By Dr Paul Roberts | Director Intercultural Education, Alianza Arkana
Our volunteer, Lucy, who had been living in the Shipibo community of Santa Clara, and coordinating our educational there, sadly left Peru in September to return to the USA. We would like to take this opportunity to thank Lucy for all the work she has done to create such a fertile foundation from which to work with this community.
This fertile ground is now bearing many fruits, both literally, as the fruit trees in the permaculture project attached to the primary school begin to produce, and figuratively, as this project becomes a model for other educational initiatives with Shipibo people.
Thankfully, we have two new very capable young German volunteers, Anna and Antonia, beginning work in the same community, who started with us around the time that Lucy left. They will be with us for a year between leaving school and starting university.
We have also seen a change in the school teaching staff. There is now a new primary school teacher there called Rusber offering classes to around 30 children in one classroom of six grades. He is from the same community of Santa Clara and deeply committed to educating the children in a way that strengthens their cultural identity.

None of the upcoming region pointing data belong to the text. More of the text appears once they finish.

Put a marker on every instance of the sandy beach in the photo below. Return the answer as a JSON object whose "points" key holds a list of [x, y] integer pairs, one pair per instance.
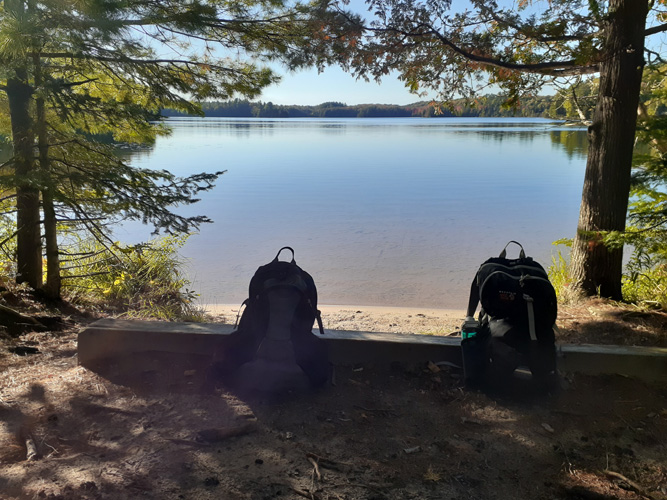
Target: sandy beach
{"points": [[369, 318]]}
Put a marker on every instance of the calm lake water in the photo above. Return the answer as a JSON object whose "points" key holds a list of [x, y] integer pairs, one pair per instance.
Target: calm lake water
{"points": [[392, 212]]}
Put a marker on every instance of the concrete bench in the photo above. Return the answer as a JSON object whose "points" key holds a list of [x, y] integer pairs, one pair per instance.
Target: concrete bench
{"points": [[110, 339]]}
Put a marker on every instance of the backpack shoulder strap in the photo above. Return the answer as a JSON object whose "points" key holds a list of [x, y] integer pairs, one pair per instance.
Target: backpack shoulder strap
{"points": [[291, 250], [522, 254], [474, 297]]}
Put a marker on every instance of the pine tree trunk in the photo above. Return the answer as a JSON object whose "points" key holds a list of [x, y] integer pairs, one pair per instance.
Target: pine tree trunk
{"points": [[595, 267], [53, 282], [28, 239]]}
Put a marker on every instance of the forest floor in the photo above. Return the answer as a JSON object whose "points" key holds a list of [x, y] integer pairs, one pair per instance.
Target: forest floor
{"points": [[381, 432]]}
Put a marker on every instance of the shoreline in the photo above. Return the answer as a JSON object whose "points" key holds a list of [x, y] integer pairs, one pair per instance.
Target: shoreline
{"points": [[394, 319]]}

In collaboration with Rusber, and alongside Soraya, our French/Australian communications coordinator, Anna and Antonia have been working the last two months to run environmental educational workshops. These have used drawing to teach the children about pollination and have also involved planting flowers in the community to attract bees. Additionally, the same team of people have created a musical instrument playground very near the school using entirely recycled material.
Because of these recent initiatives, and the connection of education to permaculture that we have been developing in this community for over a year and a half, this project is beginning to attract greater attention within the wider Shipibo community.
This has led to the planning of a visit to this project on 26th November, when Profesor Eli Sánchez, one of the leading Shipibo educators and also a key adviser to Alianza Arkana, will be bringing a group of 20 teachers and local indigenous leaders to witness this project at first hand. This is part of the work Profesor Eli Sánchez is doing as leader of the intercultural education initiative that ORAU - the regional indigenous political organization - is now taking.
The plan is that, after the visit, the teachers will implement similar projects in the schools in their communities they are working in, supported by ORAU. We are delighted as it was always our intention that the educational projects we create can be models for other projects. We are even more delighted that this intitiative is now being led by a regional indigenous organization and not an NGO.